People who live in poor, violent urban neighborhoods are at greater risk for depression, according to a new study by University of California-Davis researchers.
Researchers found older adults who lived in neighborhoods with high murder and poverty rates were much more likely to experience depression symptoms. Neighborhood murder rates accounted for 30 percent of the relationship between neighborhood poverty and depression in older adults.
“We wanted to investigate the total effect poverty has on older adult depression, but also look at particular characteristics that might explain that relationship,” Dr. Magdalena Cerdá, the research’s senior author and a professor of emergency medicine at UC Davis, told PsyPost. “Specifically, what is it about poor neighborhoods that make people depressed? This study really highlights the role violence plays in affecting mental health.”

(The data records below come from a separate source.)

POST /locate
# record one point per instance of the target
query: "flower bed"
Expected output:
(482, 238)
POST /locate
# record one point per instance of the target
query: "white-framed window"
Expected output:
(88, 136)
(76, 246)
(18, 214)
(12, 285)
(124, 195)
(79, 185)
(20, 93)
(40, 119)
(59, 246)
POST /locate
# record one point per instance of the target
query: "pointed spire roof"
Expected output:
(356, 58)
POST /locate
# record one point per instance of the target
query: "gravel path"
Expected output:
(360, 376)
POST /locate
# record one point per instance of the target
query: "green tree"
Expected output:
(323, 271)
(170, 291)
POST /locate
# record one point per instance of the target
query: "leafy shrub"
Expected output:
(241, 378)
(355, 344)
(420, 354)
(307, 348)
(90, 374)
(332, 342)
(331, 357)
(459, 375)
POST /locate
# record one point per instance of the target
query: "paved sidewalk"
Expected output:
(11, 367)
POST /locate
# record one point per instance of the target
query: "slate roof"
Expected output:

Ths study used data from the New York City Neighborhood and Mental Health in the Elderly Study II, a three-year study of elderly residents of New York. Researchers examined negative factors like high homicide rates, poor perception of safety, and injuries as well as positive factors like the presence of green space, social cohesion and walk-ability. Roughly 60 percent of respondents in the study were in poverty with incomes below $40,000.
Researchers suspect that older adults are more vulnerable to depression in violent neighborhoods because they are much less mobile and more reliant on amenities than the young. Depression affects 120 million people worldwide, according to the World Health Organization.